Mitsubishi and alliance partners Nissan Motor Co and Renault SA are struggling to revive demand after the virus outbreak shut factories and showrooms. The automakers were already hit with the shock arrest of former leader Carlos Ghosn in late 2018, and are now forced to reduce costs to support earnings just as a shift into electrification and self-driving cars requires increased investment.
“The impact is more serious this time than during the financial crisis” a dozen years ago, Mitsubishi chief executive officer (CEO) Takao Kato said on a call with reporters.
Shares in Mitsubishi fell 3.2% in Tokyo. The stock has lost 41% this year.

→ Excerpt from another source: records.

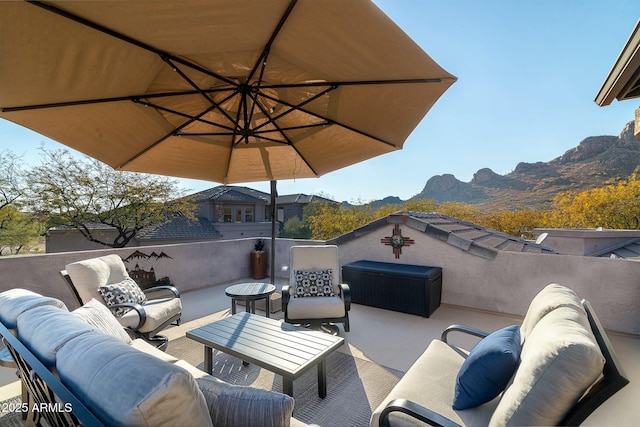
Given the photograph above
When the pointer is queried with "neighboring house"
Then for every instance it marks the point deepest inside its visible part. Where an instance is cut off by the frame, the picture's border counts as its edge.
(224, 212)
(292, 205)
(597, 242)
(623, 81)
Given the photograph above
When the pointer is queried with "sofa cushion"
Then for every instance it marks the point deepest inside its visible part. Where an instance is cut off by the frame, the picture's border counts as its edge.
(125, 291)
(547, 300)
(88, 275)
(488, 368)
(559, 361)
(46, 329)
(96, 314)
(125, 387)
(313, 283)
(16, 301)
(234, 405)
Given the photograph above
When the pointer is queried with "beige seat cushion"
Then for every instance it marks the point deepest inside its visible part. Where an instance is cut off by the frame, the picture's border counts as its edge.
(432, 379)
(315, 307)
(157, 311)
(88, 275)
(314, 258)
(559, 361)
(98, 315)
(547, 300)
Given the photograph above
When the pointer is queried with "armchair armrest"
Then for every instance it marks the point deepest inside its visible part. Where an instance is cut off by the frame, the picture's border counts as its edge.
(416, 411)
(156, 292)
(345, 290)
(462, 328)
(286, 296)
(142, 314)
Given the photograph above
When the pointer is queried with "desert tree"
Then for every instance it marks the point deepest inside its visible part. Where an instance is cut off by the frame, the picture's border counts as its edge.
(89, 196)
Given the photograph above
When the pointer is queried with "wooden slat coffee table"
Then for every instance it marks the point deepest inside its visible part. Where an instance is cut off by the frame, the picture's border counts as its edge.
(279, 347)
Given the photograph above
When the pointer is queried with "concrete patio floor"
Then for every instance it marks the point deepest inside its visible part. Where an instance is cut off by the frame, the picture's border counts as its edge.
(396, 340)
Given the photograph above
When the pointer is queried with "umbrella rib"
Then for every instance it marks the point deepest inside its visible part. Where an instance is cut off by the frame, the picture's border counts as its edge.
(358, 83)
(178, 113)
(265, 52)
(173, 132)
(332, 121)
(289, 142)
(105, 100)
(292, 108)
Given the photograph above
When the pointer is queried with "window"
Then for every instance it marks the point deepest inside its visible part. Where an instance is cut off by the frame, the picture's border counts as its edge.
(228, 214)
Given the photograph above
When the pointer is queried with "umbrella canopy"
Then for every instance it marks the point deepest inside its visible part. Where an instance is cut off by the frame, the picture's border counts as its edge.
(220, 90)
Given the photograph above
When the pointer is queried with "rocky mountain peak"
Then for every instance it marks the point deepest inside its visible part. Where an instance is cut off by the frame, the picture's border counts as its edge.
(483, 176)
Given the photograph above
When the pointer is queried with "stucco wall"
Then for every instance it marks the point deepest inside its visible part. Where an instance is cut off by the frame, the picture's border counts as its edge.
(190, 266)
(504, 284)
(508, 282)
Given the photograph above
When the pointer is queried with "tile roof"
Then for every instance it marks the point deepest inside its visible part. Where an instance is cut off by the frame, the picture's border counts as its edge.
(181, 228)
(230, 193)
(300, 198)
(629, 249)
(464, 235)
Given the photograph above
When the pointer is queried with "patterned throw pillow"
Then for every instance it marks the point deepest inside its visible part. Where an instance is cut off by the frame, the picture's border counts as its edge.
(119, 293)
(313, 283)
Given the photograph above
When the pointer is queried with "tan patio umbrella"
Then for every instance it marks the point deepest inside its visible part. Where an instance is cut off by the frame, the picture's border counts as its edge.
(221, 90)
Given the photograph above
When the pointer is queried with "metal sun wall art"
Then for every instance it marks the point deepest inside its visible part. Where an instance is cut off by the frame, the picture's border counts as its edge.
(397, 240)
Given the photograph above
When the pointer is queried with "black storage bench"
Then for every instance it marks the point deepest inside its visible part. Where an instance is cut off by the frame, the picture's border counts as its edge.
(413, 289)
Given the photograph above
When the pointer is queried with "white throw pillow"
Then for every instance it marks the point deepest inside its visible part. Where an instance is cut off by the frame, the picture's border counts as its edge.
(99, 316)
(126, 291)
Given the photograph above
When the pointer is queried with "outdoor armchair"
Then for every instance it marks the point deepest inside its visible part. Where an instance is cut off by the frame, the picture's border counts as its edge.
(159, 307)
(565, 368)
(315, 294)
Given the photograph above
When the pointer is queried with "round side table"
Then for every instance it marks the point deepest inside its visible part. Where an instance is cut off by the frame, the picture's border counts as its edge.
(250, 293)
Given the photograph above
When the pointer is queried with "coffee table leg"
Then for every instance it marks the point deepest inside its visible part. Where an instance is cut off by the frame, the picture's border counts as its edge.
(208, 360)
(322, 378)
(287, 386)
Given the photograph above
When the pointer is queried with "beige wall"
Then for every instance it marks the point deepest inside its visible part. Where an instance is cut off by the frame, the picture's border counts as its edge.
(505, 284)
(508, 282)
(191, 266)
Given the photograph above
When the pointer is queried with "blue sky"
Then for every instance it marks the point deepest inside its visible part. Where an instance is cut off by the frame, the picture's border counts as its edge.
(528, 71)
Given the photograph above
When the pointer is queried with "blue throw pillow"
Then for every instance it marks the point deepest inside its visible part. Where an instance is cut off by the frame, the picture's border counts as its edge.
(488, 368)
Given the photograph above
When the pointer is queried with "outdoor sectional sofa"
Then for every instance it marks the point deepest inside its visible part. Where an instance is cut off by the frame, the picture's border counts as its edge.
(555, 368)
(101, 376)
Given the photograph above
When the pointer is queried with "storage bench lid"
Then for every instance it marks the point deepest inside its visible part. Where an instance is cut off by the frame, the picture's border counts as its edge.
(421, 271)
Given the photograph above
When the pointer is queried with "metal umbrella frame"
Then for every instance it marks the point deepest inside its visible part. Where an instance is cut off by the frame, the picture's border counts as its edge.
(227, 90)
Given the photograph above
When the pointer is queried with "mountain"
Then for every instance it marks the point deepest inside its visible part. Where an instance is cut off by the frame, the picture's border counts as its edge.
(592, 163)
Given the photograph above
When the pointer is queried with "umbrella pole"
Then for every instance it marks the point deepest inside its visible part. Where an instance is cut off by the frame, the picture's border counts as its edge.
(273, 231)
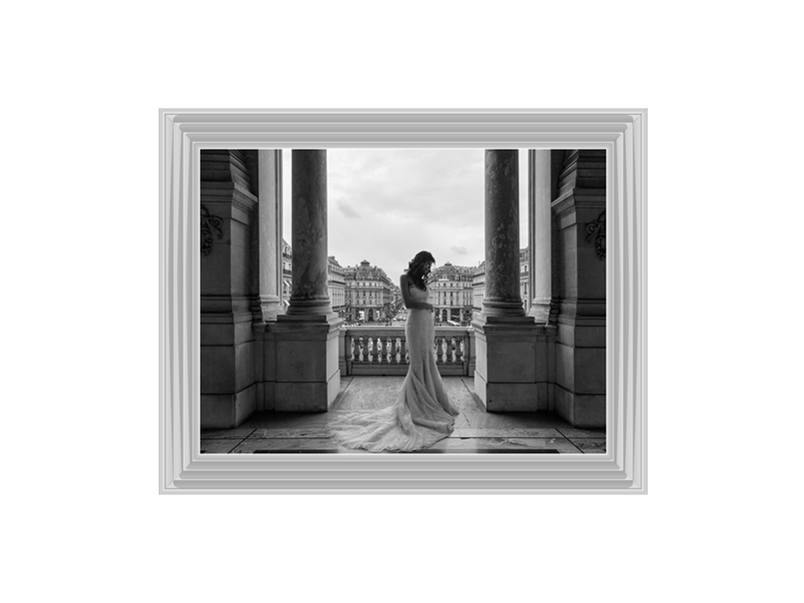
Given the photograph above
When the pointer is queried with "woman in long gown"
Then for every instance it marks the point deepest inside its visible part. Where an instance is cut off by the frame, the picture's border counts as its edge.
(422, 413)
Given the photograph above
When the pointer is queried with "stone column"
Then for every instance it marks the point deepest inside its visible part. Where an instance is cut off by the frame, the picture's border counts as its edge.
(502, 297)
(310, 295)
(268, 242)
(229, 209)
(307, 355)
(539, 230)
(511, 350)
(580, 213)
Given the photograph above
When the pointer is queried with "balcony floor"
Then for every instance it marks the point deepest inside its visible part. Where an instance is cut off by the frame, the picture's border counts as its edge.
(475, 429)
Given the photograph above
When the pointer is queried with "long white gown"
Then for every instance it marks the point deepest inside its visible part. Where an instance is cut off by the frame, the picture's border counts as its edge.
(422, 413)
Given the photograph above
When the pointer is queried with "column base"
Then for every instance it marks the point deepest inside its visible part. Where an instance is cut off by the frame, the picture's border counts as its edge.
(512, 363)
(227, 411)
(308, 376)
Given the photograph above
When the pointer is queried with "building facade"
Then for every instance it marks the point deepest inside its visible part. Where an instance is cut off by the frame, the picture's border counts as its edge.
(369, 294)
(336, 284)
(287, 273)
(451, 294)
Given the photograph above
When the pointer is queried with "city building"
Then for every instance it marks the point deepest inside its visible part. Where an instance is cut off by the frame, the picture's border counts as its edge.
(369, 294)
(287, 273)
(451, 294)
(336, 284)
(524, 277)
(478, 289)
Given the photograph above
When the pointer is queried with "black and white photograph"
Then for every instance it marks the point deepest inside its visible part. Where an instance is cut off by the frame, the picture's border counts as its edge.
(433, 301)
(403, 301)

The new recovery plan includes a reduction in fixed expenses of more than 20% and a fresh focus on Southeast Asia. The company will slash indirect labour cost by 15% through buyouts and salary revisions. It won’t pay a dividend this quarter.
The Pajero factory to be shuttered also makes Delica D:5 vans and Outlander SUVs. It produced about 63,000 vehicles last year, making up approximately 10% of Mitsubishi’s domestic output, according to Nikkei.